Parece una tontería

El insoslayable trámite

La vida es pura administración, así que el trámite emerge en cualquier contexto

Juan Tallón

Juan Tallón

No es novedad que odiamos los trámites. Son más célebres por eso que por el hecho de tener que cumplir con ellos. Por ambas cosas son tristemente célebres. Su esencia remite a la desesperación y la lentitud, a que te parezcan innecesarios, pero resulten insoslayables. Un mero trámite es ya un exceso de tramitación, un laberinto, una alienación. Su lógica lo impregna todo entre que el día empieza y acaba. Quizá un día sea nada más que una suma de trámites, y en ese ejercicio inagotable al que estamos atados vamos acariciando sucesivamente buenos ratos y malos.

Están al principio y al final de todo, también por el medio. Dejarse de trámites, y que las cosas salgan a tu gusto y rápido, sin hacer nada con carácter previo, preparatoriamente, sin mareos ni hostias, es un sueño universal. Cómo renunciar voluntariamente a esa magia. No tener que hacer algo antes de hacer otra cosa, que es tu único propósito, volvería la vida pura facilidad. Pero todo ha de quedar para «un poco después». Lo asumes hasta tal punto que la mayoría de las veces no adviertes que estás siguiendo una engorrosa línea de puntos.

La vida es pura administración, así que el trámite emerge en cualquier contexto.
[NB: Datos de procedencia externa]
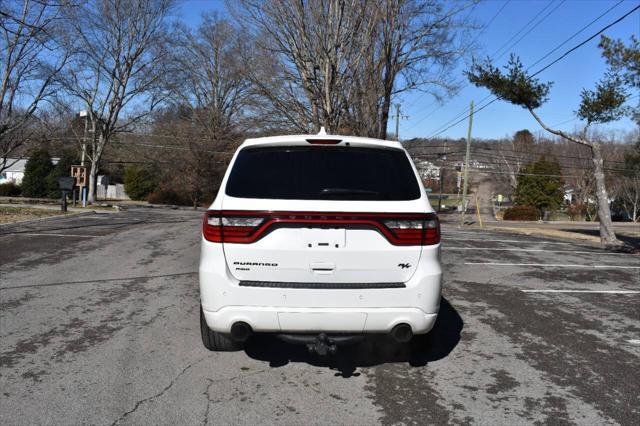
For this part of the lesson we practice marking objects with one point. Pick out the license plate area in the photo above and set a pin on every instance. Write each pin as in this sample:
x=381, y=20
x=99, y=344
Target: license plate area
x=319, y=238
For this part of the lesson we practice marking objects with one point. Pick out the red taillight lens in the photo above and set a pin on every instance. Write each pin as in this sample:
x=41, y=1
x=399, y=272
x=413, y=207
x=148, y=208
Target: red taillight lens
x=415, y=232
x=218, y=228
x=245, y=227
Hace unos días anuncié que iba a hacer pasta a la amatriciana. Me sale regular con los ojos cerrados. En no hacerla perfecta, digamos, soy un genio. Pero antes de pensar siquiera en ponerme manos a la obra, recibí una llamada de mi madre pidiéndome que llamase a mi padre, circunstancia que aprovechó para preguntarme si hacía frío, lo que me obligó a salir a la terraza para palpar la temperatura, y de esta maniobra se desprendió, aleatoriamente, la segunda pregunta: ¿y qué vas a comer? Para cuando acabé con las llamadas, reparé en que no tenía tomate ni bacon. Tendría –ya empezábamos– que bajar al supermercado. Ah, pero estaba en chándal, así que primero tendría que elegir un atuendo más adecuado. Entretanto, una carga moral me aplastó: ¿iba a vestirme sin ducharme primero? Me duché. Pero ducharse es secarse el pelo, peinarse, quedar insatisfecho con el peinado, peinarse de nuevo, quizá hacer la cama al descubrir que estaba deshecha. Al fin fui al súper.

Me disponía a empezar con la salsa, y llenaba ya una olla de agua para cocer la pasta, en el fatal momento que descubrí que tampoco había macarrones. Y ya me había vuelto a poner el chándal. Qué iba a hacer con mi vida, ¿regresar al súper? Renuncié a la pasta a la amatriciana, y a hacer cualquier otro plato con mis propias manos. La renuncia constituye un trámite más, del que hay que salir con uno nuevo, de manera que para salir a buscar el menú del día en el restaurante de abajo, tuve que vestirme de nuevo. Menos mal que a continuación me eché una siesta, aunque para eso primero tuve que cepillarme los dientes, liberar el sofá, doblar la ropa abandonada en el respaldo, buscar una manta por echármela encima, levantarme porque al parecer había dejado una luz encendida. Total, para no dormir, porque me llamaron para una encuesta del CIS.